Walking is a super panacea for health. The first advantage of this type of physical exercise concerns the help in the disposal of calories. On average – then the specific parameters change according to gender and weight – walking 1.6 km allows you to burn 100 calories.

Science has repeatedly focused on the importance of walking for health. As specified in 2008 by experts from the Division of Preventive Medicine at Brigham and Women's Hospital and Harvard Medical School in Boston, the evidence on the centrality of walking when it comes to maintaining health comes mainly from epidemiological studies.

In general, the practice of walking is considered by the medical community to be of great importance to public health. The reason mainly concerns its objective accessibility. One could go on and on to list the reasons why walking is important for health.

Those who dedicate themselves to this type of gentle exercise have a better chance of preserving lean mass over time.
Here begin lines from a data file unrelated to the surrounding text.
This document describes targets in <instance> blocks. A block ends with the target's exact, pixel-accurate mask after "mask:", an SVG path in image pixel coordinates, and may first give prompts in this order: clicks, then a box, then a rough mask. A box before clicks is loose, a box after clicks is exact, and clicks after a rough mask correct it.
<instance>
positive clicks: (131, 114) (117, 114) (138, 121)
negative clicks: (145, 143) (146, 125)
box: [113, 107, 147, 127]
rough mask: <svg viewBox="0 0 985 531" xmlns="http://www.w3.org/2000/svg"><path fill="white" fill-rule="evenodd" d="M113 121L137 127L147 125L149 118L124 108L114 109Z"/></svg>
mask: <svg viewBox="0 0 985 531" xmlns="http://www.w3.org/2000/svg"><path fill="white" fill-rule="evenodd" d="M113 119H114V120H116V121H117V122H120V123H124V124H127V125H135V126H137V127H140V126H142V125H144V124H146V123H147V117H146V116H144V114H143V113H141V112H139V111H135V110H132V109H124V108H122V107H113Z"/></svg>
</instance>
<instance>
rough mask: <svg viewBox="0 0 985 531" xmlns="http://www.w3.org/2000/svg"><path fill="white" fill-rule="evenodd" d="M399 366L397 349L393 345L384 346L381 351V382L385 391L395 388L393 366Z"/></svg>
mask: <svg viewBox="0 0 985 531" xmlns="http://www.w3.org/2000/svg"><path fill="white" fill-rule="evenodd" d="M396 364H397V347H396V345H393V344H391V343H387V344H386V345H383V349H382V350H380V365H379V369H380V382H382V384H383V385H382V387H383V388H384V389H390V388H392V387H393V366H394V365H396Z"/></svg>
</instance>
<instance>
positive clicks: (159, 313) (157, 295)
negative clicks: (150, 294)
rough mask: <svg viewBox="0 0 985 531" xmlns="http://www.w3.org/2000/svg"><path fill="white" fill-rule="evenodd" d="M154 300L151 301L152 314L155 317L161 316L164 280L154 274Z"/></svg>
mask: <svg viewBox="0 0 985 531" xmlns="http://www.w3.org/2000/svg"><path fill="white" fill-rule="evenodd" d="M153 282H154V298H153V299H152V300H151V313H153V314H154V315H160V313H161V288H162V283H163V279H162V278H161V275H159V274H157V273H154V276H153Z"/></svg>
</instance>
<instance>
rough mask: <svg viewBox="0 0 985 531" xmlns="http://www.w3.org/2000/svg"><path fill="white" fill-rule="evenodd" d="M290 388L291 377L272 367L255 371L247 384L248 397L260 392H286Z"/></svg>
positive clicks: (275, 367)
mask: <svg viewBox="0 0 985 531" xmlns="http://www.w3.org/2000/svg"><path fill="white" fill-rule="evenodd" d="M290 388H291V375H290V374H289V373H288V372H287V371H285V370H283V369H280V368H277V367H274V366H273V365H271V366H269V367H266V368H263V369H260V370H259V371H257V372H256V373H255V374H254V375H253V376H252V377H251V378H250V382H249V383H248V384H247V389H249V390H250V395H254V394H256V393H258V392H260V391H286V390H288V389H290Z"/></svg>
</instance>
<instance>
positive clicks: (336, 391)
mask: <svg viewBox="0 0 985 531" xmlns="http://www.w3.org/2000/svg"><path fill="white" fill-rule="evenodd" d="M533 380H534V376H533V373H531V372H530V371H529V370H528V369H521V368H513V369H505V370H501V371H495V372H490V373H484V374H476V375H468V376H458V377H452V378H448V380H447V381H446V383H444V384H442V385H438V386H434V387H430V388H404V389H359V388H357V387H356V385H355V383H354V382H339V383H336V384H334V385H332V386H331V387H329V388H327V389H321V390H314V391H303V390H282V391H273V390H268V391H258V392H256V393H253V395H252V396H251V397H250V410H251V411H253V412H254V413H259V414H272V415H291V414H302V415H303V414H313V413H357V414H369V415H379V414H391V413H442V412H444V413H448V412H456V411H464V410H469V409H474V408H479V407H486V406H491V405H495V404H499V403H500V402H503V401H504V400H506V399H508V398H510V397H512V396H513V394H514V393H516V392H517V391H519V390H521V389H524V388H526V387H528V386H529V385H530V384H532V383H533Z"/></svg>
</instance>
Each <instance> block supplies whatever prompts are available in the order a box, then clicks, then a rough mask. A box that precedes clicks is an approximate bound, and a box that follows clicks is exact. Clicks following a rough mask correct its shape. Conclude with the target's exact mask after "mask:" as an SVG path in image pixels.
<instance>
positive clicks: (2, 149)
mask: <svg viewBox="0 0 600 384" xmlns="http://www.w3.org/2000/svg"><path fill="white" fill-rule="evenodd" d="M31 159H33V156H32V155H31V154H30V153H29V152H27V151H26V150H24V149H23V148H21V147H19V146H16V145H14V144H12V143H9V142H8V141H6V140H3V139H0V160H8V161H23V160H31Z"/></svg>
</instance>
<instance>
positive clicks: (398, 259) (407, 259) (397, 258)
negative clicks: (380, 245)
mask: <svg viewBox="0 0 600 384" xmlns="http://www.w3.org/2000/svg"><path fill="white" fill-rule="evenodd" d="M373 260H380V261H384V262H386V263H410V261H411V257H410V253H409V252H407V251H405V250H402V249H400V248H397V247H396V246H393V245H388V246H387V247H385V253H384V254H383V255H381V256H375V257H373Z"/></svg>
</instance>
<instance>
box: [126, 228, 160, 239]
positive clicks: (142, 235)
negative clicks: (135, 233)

Aerobic exercise that, as evidenced by a 2007 review, helps to lose visceral fat, walking is also good for blood pressure.

As specified by a study published in Hypertension and conducted by experts active at the University of Western Australia, the University of Melbourne and the University of Hong Kong, walking for 30 minutes a day has positive effects on the above values ​​(results obtained on a sample of 67 adult subjects).

There is no denying it: walking is a special gift that is given to your body! This type of physical exercise, also useful for mood, can be easily integrated into everyday life. A few examples? The walk to go to work, but also the classic outing with the dog, not to mention the chat with your friend, which can be done while walking.

Before starting to walk consistently, it is advisable to ask your doctor for advice on the pace to keep and the frequency of exercise.